Cheika, with Wales saying they intend to start and finish the match with the same pace and intensity, has given himself the option of replacing his entire front five, with the second-rows James Horwill and Will Skelton among the replacements to tax Wales physically in the final quarter. Cooper has not played much this year because of injury and Christian Leali’ifano covers fly-half from the centre with Adam Ashley-Cooper comfortable with switching from the wing to the midfield.

While Australia have long produced back-rows of the highest quality – the debutant Sean McMahon is the latest to emerge – they are not so replete with front-rows.

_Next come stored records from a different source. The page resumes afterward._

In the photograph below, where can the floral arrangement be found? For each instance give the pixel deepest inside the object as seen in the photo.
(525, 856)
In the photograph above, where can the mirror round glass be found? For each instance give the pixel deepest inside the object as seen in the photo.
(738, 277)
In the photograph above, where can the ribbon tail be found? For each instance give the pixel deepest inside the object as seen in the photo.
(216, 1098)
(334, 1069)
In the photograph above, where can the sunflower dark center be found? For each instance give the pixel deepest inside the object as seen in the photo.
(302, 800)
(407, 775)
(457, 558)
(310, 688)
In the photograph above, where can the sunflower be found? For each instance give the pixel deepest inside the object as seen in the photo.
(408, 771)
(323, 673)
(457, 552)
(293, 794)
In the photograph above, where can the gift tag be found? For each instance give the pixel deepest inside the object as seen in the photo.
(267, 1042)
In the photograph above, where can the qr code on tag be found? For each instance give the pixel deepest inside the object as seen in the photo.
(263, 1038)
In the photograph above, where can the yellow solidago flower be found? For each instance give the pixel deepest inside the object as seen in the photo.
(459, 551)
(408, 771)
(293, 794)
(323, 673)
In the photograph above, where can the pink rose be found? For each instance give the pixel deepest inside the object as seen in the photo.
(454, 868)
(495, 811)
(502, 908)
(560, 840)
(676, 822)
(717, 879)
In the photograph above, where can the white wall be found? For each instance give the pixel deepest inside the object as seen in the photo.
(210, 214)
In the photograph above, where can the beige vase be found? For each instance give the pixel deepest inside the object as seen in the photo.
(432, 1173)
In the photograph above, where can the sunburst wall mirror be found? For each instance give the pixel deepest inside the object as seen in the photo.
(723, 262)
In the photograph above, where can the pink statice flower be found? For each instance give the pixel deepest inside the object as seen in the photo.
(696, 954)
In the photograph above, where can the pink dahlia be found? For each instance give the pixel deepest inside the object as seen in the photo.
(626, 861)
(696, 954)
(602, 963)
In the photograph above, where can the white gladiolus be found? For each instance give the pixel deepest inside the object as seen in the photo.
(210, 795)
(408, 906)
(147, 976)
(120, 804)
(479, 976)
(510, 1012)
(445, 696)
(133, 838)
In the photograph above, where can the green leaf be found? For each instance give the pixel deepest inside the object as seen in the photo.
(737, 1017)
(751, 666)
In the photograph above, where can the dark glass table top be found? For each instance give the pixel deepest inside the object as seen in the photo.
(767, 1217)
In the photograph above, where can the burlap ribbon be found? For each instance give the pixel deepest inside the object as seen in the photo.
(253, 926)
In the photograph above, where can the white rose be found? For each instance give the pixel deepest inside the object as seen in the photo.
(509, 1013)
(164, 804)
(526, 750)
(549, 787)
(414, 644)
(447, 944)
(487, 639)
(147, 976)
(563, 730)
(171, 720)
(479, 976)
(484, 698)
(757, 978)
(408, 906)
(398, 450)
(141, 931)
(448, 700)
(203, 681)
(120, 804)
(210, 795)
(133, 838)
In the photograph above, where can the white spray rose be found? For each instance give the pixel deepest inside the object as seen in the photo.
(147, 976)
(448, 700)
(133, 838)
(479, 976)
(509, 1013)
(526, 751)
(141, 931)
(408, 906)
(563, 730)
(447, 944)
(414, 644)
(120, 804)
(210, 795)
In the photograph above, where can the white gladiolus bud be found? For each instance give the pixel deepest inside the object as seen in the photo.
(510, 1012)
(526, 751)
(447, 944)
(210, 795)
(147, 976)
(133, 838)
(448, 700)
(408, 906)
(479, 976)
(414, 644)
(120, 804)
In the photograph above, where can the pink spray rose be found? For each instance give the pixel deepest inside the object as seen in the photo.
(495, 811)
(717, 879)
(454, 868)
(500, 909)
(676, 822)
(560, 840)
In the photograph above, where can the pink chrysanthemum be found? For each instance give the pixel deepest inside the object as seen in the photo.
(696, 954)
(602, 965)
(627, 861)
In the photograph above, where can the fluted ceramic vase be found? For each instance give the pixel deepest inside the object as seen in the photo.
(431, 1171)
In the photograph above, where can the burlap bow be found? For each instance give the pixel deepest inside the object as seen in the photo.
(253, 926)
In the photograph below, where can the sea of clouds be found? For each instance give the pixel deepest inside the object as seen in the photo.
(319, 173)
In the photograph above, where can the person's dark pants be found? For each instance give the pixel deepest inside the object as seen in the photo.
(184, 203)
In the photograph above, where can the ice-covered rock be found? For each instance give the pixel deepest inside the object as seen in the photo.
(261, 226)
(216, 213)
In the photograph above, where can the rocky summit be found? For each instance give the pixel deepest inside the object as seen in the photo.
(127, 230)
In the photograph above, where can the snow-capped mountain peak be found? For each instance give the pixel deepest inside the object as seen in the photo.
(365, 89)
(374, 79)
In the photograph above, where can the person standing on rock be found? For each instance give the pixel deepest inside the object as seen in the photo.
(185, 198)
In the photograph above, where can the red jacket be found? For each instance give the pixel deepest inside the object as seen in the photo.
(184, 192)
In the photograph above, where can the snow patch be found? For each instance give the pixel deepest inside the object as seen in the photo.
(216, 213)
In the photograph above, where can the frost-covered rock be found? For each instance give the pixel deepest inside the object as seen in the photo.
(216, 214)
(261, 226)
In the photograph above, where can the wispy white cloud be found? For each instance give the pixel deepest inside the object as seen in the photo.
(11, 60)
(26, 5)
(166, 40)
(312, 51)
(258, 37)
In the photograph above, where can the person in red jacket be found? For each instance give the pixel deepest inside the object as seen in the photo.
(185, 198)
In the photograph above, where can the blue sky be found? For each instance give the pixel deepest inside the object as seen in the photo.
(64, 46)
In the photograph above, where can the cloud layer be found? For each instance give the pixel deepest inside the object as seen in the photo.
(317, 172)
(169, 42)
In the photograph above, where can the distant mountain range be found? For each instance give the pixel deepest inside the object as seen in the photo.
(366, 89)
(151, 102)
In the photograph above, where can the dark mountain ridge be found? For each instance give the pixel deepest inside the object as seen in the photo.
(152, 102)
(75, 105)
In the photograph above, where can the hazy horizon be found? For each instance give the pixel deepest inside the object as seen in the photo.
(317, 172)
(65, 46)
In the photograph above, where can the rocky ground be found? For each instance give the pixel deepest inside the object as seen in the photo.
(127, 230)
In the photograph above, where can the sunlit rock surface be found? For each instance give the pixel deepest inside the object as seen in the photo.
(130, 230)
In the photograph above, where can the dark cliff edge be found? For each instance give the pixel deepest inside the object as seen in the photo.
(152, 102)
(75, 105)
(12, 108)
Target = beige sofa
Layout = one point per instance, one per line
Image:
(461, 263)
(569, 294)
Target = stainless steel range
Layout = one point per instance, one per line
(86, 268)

Saia Fainga’a is the third-choice hooker and the replacement prop Tetera Faulkner is uncapped.

Wales expect to gain an early advantage up front, having chosen Paul James at loosehead ahead of Gethin Jenkins for his scrummaging, but the Wallabies will look to prolong Wales’ southern discomfort by wearing their opponents down in the loose by keeping the ball alive and going hard into challenges.

The fly-half Bernard Foley is one of six Waratahs in the starting line-up. He said that Cheika had not imposed the style of the Super 15 winners on the rest of the squad and that the coach had commanded instant loyalty by being up front with all the players.

“Honesty is what you want rather than being kept in the dark,” said Foley. “I have an extra responsibility to pass on what I know to other guys and get them up to speed but the way we play is a bit of a hybrid. We are finding a way to win and this tour gives us the chance to get away from Australia and the white noise that was going on in the background before we left and enjoy our rugby.”

Enjoy is a word Cheika uses frequently, a legacy of his Randwick days, a club where the Ella brothers made their mark and whose nickname is the Galloping Greens. If Cheika succeeds, the Wallabies will become the Galloping Green and Golds.